University of Cambridge > > Cambridge Analysts' Knowledge Exchange > Local nearest neighbour classification with applications to semi-supervised learning

Local nearest neighbour classification with applications to semi-supervised learning

Add to your list(s) Download to your calendar using vCal

If you have a question about this talk, please contact Nicolai Baldin.

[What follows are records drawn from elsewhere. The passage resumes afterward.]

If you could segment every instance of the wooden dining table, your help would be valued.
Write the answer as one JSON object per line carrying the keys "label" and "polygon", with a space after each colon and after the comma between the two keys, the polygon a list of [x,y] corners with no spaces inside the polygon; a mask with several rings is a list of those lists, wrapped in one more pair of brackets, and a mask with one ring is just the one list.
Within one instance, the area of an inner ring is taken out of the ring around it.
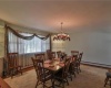
{"label": "wooden dining table", "polygon": [[50,61],[50,59],[44,61],[44,68],[49,69],[49,70],[51,70],[53,73],[58,72],[63,66],[64,66],[64,62],[60,61],[60,58],[54,58],[52,61]]}
{"label": "wooden dining table", "polygon": [[44,61],[43,65],[46,69],[52,73],[52,79],[53,79],[52,87],[54,88],[54,74],[64,67],[64,61],[63,59],[61,61],[60,58],[53,58],[52,61],[48,59],[48,61]]}

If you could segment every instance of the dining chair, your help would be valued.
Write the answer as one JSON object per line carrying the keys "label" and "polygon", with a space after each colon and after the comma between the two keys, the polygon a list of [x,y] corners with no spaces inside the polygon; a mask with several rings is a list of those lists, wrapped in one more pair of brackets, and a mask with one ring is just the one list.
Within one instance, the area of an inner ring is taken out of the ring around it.
{"label": "dining chair", "polygon": [[111,72],[108,72],[105,75],[107,75],[107,77],[105,77],[105,80],[104,80],[104,87],[107,85],[110,85],[110,88],[111,88]]}
{"label": "dining chair", "polygon": [[46,72],[48,69],[44,69],[43,67],[43,59],[36,59],[33,57],[31,57],[32,62],[33,62],[33,66],[37,73],[37,85],[36,88],[42,84],[42,87],[48,87],[46,85],[46,82],[48,80],[51,80],[52,82],[52,74],[50,72]]}
{"label": "dining chair", "polygon": [[83,52],[79,54],[79,58],[78,58],[78,62],[77,62],[78,70],[79,70],[80,73],[81,73],[80,65],[81,65],[82,56],[83,56]]}
{"label": "dining chair", "polygon": [[51,50],[47,50],[47,57],[48,57],[48,59],[52,59],[52,52],[51,52]]}
{"label": "dining chair", "polygon": [[58,58],[61,57],[61,53],[62,53],[61,51],[58,51],[58,52],[57,52],[57,56],[58,56]]}
{"label": "dining chair", "polygon": [[69,72],[70,72],[70,74],[71,75],[74,75],[74,77],[75,77],[75,73],[78,73],[79,74],[79,70],[78,70],[78,65],[77,65],[77,63],[78,63],[78,57],[77,56],[72,56],[71,57],[71,64],[70,64],[70,67],[69,67]]}
{"label": "dining chair", "polygon": [[70,66],[70,59],[65,58],[63,68],[54,74],[54,79],[60,81],[59,85],[56,85],[56,86],[61,87],[62,85],[62,87],[64,88],[64,82],[69,85],[69,81],[68,81],[69,66]]}
{"label": "dining chair", "polygon": [[52,58],[56,58],[56,52],[51,52]]}
{"label": "dining chair", "polygon": [[71,56],[79,56],[79,51],[71,51]]}
{"label": "dining chair", "polygon": [[36,56],[37,59],[46,61],[46,54],[44,53],[37,53],[37,54],[34,54],[34,56]]}
{"label": "dining chair", "polygon": [[22,75],[21,65],[19,65],[19,54],[18,53],[8,53],[8,72],[11,75],[11,78],[16,74]]}

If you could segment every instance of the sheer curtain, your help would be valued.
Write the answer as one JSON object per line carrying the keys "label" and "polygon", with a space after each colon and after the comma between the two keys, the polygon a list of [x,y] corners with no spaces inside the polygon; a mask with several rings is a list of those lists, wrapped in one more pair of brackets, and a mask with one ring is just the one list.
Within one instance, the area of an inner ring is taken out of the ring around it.
{"label": "sheer curtain", "polygon": [[[29,33],[20,34],[24,36],[32,35]],[[9,53],[19,53],[19,64],[22,65],[23,68],[32,65],[31,57],[33,57],[36,53],[46,52],[47,50],[50,50],[50,38],[43,41],[34,36],[32,40],[23,40],[14,35],[11,31],[8,32],[8,37]]]}

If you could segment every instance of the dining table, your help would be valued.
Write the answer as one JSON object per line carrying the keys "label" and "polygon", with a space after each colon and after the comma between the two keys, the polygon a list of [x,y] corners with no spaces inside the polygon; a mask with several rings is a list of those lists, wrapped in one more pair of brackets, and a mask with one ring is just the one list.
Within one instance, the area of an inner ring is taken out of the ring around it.
{"label": "dining table", "polygon": [[[71,58],[71,56],[69,56],[67,58]],[[71,61],[72,61],[72,58],[71,58]],[[61,58],[47,59],[43,63],[43,67],[51,72],[52,79],[53,79],[52,88],[54,88],[54,74],[64,67],[64,59],[61,59]]]}

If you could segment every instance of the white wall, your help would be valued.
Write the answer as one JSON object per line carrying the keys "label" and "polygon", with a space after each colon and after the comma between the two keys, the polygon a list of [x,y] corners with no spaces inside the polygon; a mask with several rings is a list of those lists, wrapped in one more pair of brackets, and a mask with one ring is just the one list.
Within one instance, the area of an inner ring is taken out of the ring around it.
{"label": "white wall", "polygon": [[[13,24],[8,24],[8,25],[11,26],[13,30],[19,30],[22,32],[36,33],[40,35],[48,34],[47,32],[42,32],[42,31],[33,30],[33,29],[22,28],[22,26],[18,26]],[[4,57],[4,22],[0,20],[0,76],[2,75],[2,70],[3,70],[2,57]]]}
{"label": "white wall", "polygon": [[80,51],[83,52],[83,62],[111,66],[111,32],[99,29],[70,32],[71,41],[64,42],[62,46],[64,52],[70,55],[73,50]]}

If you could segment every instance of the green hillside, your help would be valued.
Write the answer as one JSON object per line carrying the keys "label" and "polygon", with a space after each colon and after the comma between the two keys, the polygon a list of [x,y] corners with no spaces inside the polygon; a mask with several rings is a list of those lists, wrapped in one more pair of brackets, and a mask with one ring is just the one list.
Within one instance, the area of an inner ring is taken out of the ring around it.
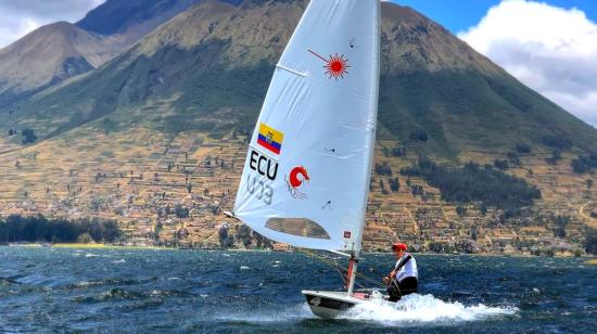
{"label": "green hillside", "polygon": [[[110,131],[140,124],[172,133],[246,128],[305,4],[202,2],[91,74],[38,93],[10,118],[3,111],[2,125],[33,128],[40,139],[92,121]],[[551,150],[554,138],[597,149],[597,130],[415,11],[384,3],[382,30],[381,139],[449,159],[517,144]],[[164,99],[169,112],[156,114]],[[234,116],[209,119],[223,110]]]}

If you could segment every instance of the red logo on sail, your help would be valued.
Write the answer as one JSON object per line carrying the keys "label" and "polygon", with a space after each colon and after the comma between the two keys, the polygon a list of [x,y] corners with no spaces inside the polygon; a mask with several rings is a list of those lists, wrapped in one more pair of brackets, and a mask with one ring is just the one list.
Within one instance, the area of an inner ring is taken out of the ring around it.
{"label": "red logo on sail", "polygon": [[290,174],[284,178],[288,184],[288,191],[294,198],[306,198],[307,195],[301,192],[298,189],[304,185],[305,182],[310,180],[307,169],[303,166],[292,168]]}
{"label": "red logo on sail", "polygon": [[330,59],[325,59],[312,50],[307,51],[326,62],[323,68],[326,68],[326,74],[330,76],[330,79],[334,78],[338,80],[338,78],[344,78],[344,76],[348,74],[348,68],[351,66],[348,65],[348,60],[344,59],[344,54],[330,54]]}

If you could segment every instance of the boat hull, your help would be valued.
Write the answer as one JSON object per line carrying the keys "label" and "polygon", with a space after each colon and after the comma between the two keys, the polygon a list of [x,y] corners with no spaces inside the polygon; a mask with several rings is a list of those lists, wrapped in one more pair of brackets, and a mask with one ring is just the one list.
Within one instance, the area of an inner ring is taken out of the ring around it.
{"label": "boat hull", "polygon": [[383,299],[379,292],[355,293],[334,291],[303,291],[312,312],[323,319],[333,319],[346,313],[351,308],[361,303]]}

In this talk I will present a new asymptotic expansion for the global excess risk of a local k-nearest neighbour classifier, where the choice of k may depend upon the test point. This expansion elucidates conditions under which the dominant contribution to the excess risk comes from the locus of points at which each class label is equally likely to occur. Moreover, I will present results which show that, provided the d-dimensional marginal distribution of the features has a finite ρth moment for some ρ>4 (as well as other regularity conditions), a local choice of k can yield a rate of convergence of the excess risk of O(n^(-4/(d+4))), where n is the sample size, whereas for the standard k-nearest neighbour classifier, our theory would require d≥5 and ρ>4d/(d−4) finite moments to achieve this rate. Motivated by these results, I will introduce a new k-nearest neighbour classifier for semi-supervised learning problems, where the unlabelled data are used to obtain an estimate of the marginal feature density, and fewer neighbours are used for classification when this density estimate is small.

This talk is part of the Cambridge Analysts' Knowledge Exchange series.

Tell a friend about this talk:

This talk is included in these lists:

Note that ex-directory lists are not shown.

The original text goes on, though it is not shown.